Review by Maciek on November 13, 2022.
Science Of Disorder is one of those bands where it's quite difficult to describe their style. It obviously falls into a category of death metal (the Swedish school) mixed with metalcore, but it's got its punky bits, thrash and probably few more other subgenres which appear here and there in verses and choruses. First of all, I like that the band managed to keep their sound and my ears almost immediately recognised their specific style, the dry guitars, catchy riffs, solos and Jérôme's mix of singing/talking/screaming vocals. The interesting thing is the new drummer (Theo) and bassist (Greg Whooper) managed to fit in with the style perfectly. The drumwork, especially the drum bass following the rhythm of riffs, is perfect and makes each track an earworm after a few listens. Greg also is using distorted bass which adds that unique heaviness to each melody line.
Considering that this is mostly heavy material, it is still as catchy as Private Hell (if you haven't heard it, you should), which made me sigh with relief when the promotional video for 'Rabid Dog' was released, as some bands decide to shift towards different subgenres and styles, which is not always a good choice (at least for my ears). The catchiness is here, precise riffs, melodic chords and solos and chorus which makes you hum along. 'Hear Us' is definitely proper headbanging stuff or moshpit starter. 'Des Rêves Noirs' has that melodic passage towards the end of the song which reminds us how Swedish death metal is a big element of this style, love it. And this album has quite a heavy track 'Grind Me' with Julien from Benighted, which is an impressive display of the band's more extreme side with very good blast beats.
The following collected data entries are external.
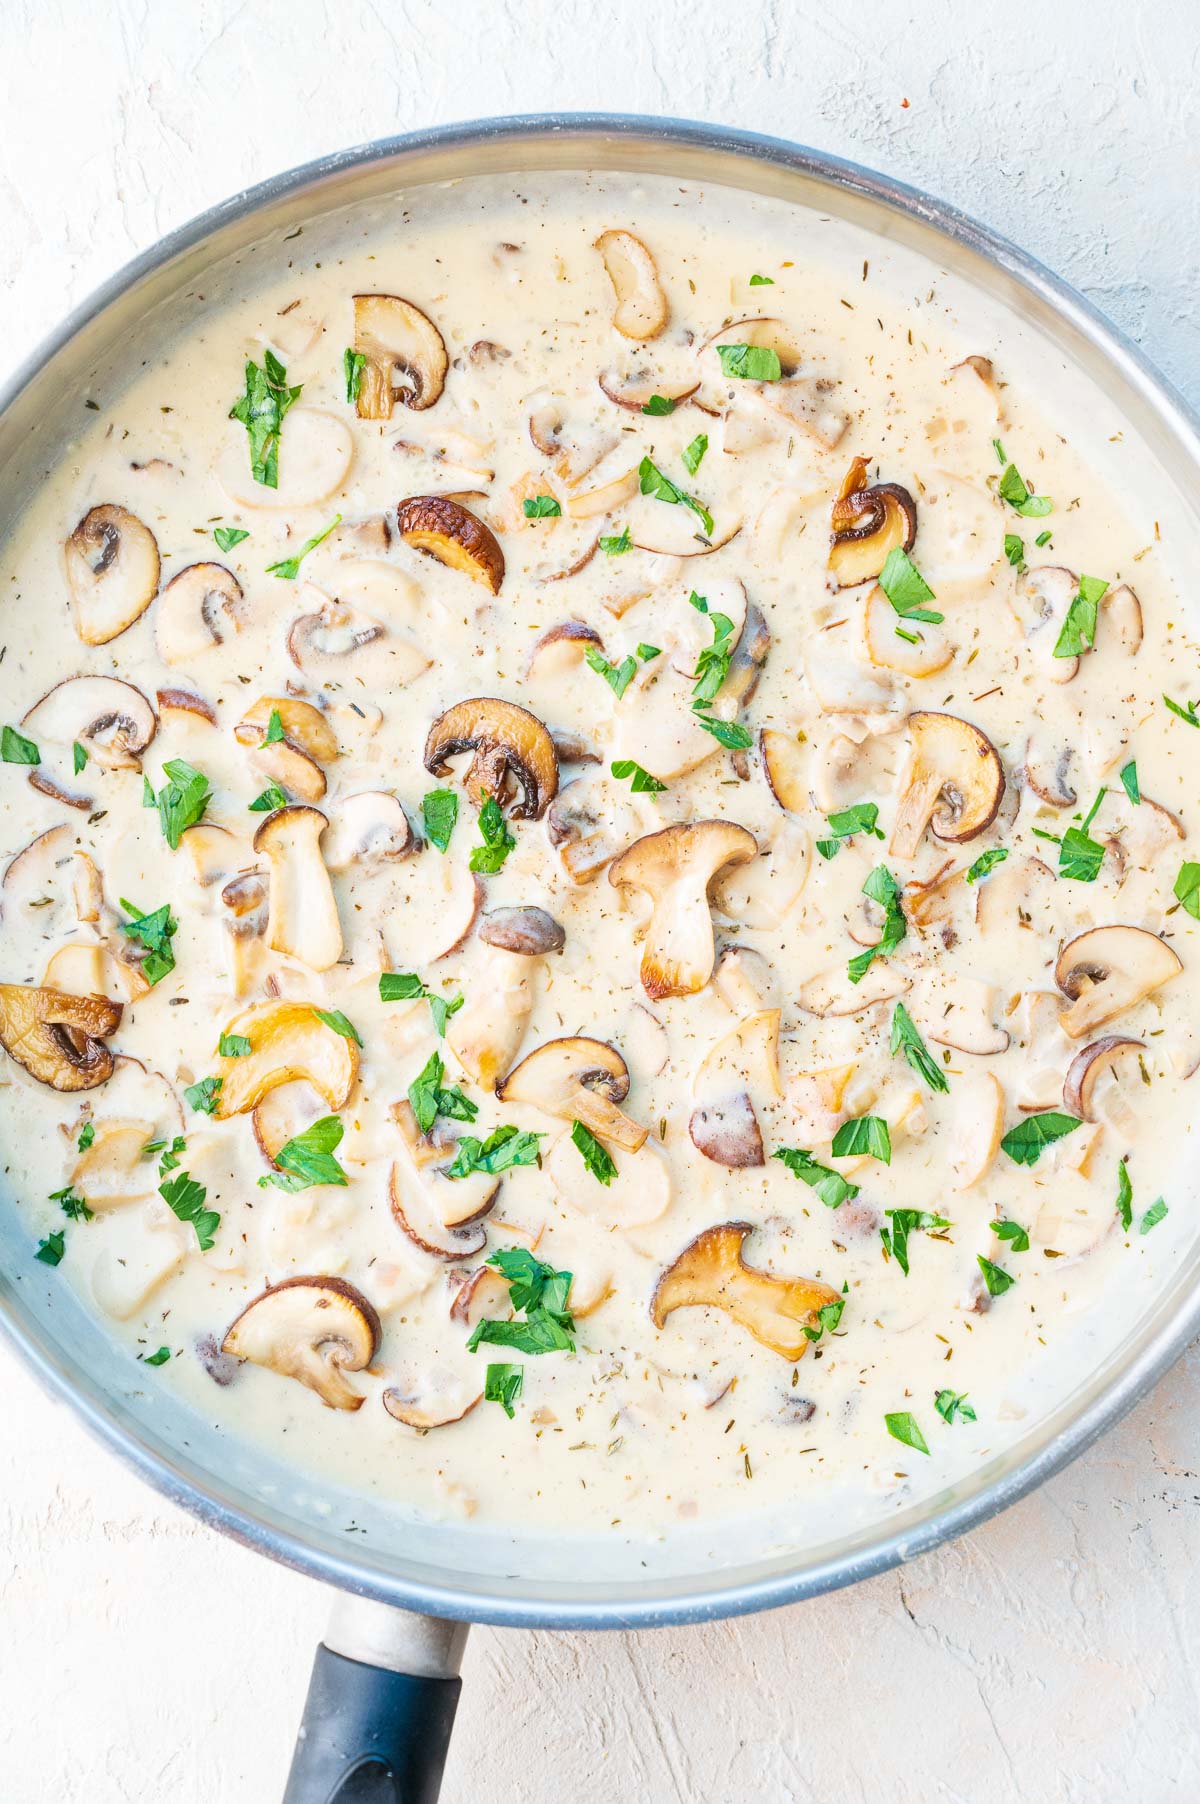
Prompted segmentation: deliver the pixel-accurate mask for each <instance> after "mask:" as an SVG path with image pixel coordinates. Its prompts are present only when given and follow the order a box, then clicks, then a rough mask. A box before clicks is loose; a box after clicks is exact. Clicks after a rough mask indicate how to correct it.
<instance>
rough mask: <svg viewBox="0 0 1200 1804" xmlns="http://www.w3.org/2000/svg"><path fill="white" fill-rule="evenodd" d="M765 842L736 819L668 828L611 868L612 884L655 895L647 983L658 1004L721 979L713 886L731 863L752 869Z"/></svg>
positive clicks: (651, 926)
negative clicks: (753, 865)
mask: <svg viewBox="0 0 1200 1804" xmlns="http://www.w3.org/2000/svg"><path fill="white" fill-rule="evenodd" d="M756 855H758V841H756V839H754V835H752V833H749V832H747V830H745V828H743V826H736V824H734V823H733V821H693V823H689V824H686V826H684V824H680V826H666V828H662V830H660V832H659V833H648V835H646V837H644V839H639V841H635V842H633V844H632V846H630V848H628V850H626V851H623V853H621V857H619V859H615V862H614V864H612V866H610V868H608V882H610V884H612V886H614V888H615V889H621V888H626V886H628V888H633V889H639V891H642V893H644V895H648V897H650V902H651V916H650V924H648V927H646V940H644V949H642V963H641V980H642V989H644V990H646V994H648V996H650V998H651V999H657V998H660V996H691V994H693V992H695V990H702V989H704V985H706V983H707V981H709V978H711V976H713V962H715V956H716V951H715V943H713V916H711V913H709V886H711V884H713V879H715V877H716V875H718V873H720V871H724V870H725V866H729V864H747V862H749V861H751V859H754V857H756Z"/></svg>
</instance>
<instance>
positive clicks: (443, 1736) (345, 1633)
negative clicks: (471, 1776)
mask: <svg viewBox="0 0 1200 1804" xmlns="http://www.w3.org/2000/svg"><path fill="white" fill-rule="evenodd" d="M466 1638H467V1624H466V1622H442V1620H440V1618H438V1616H413V1615H411V1613H410V1611H406V1609H393V1607H392V1606H388V1604H375V1602H372V1600H370V1598H361V1597H350V1595H341V1597H339V1598H337V1602H336V1606H334V1615H332V1620H330V1625H328V1629H327V1633H325V1640H323V1643H321V1645H319V1647H318V1651H316V1660H314V1661H312V1678H310V1680H309V1698H307V1701H305V1714H303V1717H301V1723H300V1735H298V1737H296V1752H294V1755H292V1770H291V1773H289V1775H287V1791H285V1793H283V1804H437V1795H438V1791H440V1790H442V1768H444V1764H446V1750H448V1748H449V1732H451V1728H453V1723H455V1710H457V1708H458V1692H460V1690H462V1680H460V1678H458V1667H460V1665H462V1649H464V1645H466Z"/></svg>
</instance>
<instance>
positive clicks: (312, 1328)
mask: <svg viewBox="0 0 1200 1804" xmlns="http://www.w3.org/2000/svg"><path fill="white" fill-rule="evenodd" d="M381 1339H383V1326H381V1322H379V1315H377V1313H375V1306H374V1304H372V1302H368V1301H366V1297H365V1295H363V1292H361V1290H355V1288H354V1284H348V1283H346V1281H345V1279H343V1277H285V1279H283V1283H282V1284H271V1286H269V1288H267V1290H263V1292H262V1295H258V1297H254V1301H253V1302H247V1306H245V1308H244V1310H242V1313H240V1315H238V1317H236V1321H235V1322H233V1324H231V1328H229V1331H227V1333H226V1339H224V1340H222V1353H233V1355H236V1357H238V1358H247V1360H251V1362H253V1364H254V1366H269V1367H271V1371H278V1373H280V1375H282V1376H285V1378H298V1380H300V1384H305V1385H307V1387H309V1389H310V1391H316V1394H318V1396H319V1398H321V1402H323V1404H327V1405H328V1407H330V1409H361V1405H363V1402H365V1398H363V1396H361V1393H359V1391H355V1389H354V1385H350V1384H346V1378H345V1373H348V1371H363V1369H365V1367H366V1366H370V1362H372V1360H374V1357H375V1353H377V1351H379V1342H381Z"/></svg>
The production has some new elements to it, some effects added either at the end of the song or just before some catchy solos, but generally you can hear the same mastering done by Drop from Downtone Studios. All of this put together is a perfect match for lyrics, as on previous albums touching quite strong emotions, expressed very well by Jérôme's wide variety of vocals. And it's worth noting that the album cover was done by Seth from Septicflesh.
To sum things up - the band has kept their style and developed it in the direction which pleases my ears a lot. It's got all the good elements heard on Private Hell and enhanced them to make it even more impressive. It was definitely worth it to wait 4 years for this release and listen to it on repeat now.